Hypertrophic Cardiomyopathy (HCM) is a disease where the heart muscle is enlarged and a significant cause of sudden cardiac death, and is frequently asymptomatic. HCM is commonly caused by a mutation in one of nine heart muscle genes that comprise the sarcomere, and occurs at a prevalence of about 1 in 500 in the general population. HCM is the leading cause of cardiac death in young athletes in the United States.
Clinical genetic testing for mutations in the HCM-related genes has been ongoing for over a decade; the GeneTest.org database reveals 105 laboratories offering some version of genetic testing. While knowledge of prevalent pathogenic variants are available, the majority of variants remain private (that is, unpublished and not widely available). The move to NGS-based gene panels for HCM testing has lead to new challenges for test development, validation and routine quality control due to the inherent scarcity of samples, the cost of including numerous single mutations from these individual samples, and the lack of these materials for laboratories without a long history of testing.

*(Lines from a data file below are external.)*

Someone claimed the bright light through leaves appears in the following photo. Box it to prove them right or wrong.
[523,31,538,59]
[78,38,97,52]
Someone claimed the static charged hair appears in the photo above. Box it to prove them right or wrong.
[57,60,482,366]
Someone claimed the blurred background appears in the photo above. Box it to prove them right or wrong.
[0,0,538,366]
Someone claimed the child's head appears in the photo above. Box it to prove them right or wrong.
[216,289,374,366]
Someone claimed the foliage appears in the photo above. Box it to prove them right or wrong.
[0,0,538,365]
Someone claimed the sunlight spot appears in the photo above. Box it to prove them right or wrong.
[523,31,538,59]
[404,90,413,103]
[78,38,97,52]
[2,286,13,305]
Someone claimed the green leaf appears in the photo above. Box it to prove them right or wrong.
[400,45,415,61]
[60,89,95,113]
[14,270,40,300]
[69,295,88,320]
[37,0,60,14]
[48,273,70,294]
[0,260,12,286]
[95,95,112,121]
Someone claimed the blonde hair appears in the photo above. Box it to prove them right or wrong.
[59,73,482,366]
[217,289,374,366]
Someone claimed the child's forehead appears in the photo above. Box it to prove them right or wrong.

This paper uses expert-designed multiplexed controls that spike biosynthetic fragments, containing 10 common pathogenic or technically challenging variants from the top HCM genes, into human genomic DNA. The multiplexed variants are spiked into genomic DNA GM24385, a highly characterized reference material from The Genome-in-a-Bottle Consortium. GM24385 reference material enables laboratories to validate SNPs throughout other areas of the genome and establishes foundation material for inter-laboratory comparisons and peer review. This panel was expertly designed by a group at Laboratory of Molecular Medicine, Harvard Partners Healthcare at the Massachusetts General Hospital (Boston, MA). The allelic fraction was adjusted as a range (45%, 50% and 55%) to represent ideal and realistic fractional percentages for heterozygous germline variants, and the results were compared across NGS-based test data from patient samples with the identical causative variants.
Alternative approaches for quality control, such as in silico-mutated FASTQ files or CRISPR-Cas9 mutated cell lines, which have their utility, are also discussed; however this article makes a strong case for biosynthetic DNA for its ease of engineering, wide multiplexing ability and blending into precise allelic ratios.
The laboratory that performed this work at Partners HealthCare Personalized Medicine also point out the consistent results across both SNVs and indels between the biosynthetic approach and patient-derived DNA, calling it ‘essentially indistinguishable’. The group notes that with a second lot of material (provided by SeraCare Life Sciences), there was favorable lot-to-lot reproducibility.
As far as future direction, a higher degree of multiplexing is being considered (the 10 mutations chosen for this pilot study cover about 30% of all pathogenic HCM mutations), as well as the inclusion of a larger number of technically challenging indels (one 25-bp indel reported lower-than-expected allele ratio due to a known problem of NGS analysis pipelines for accurate mapping and calling of large indels).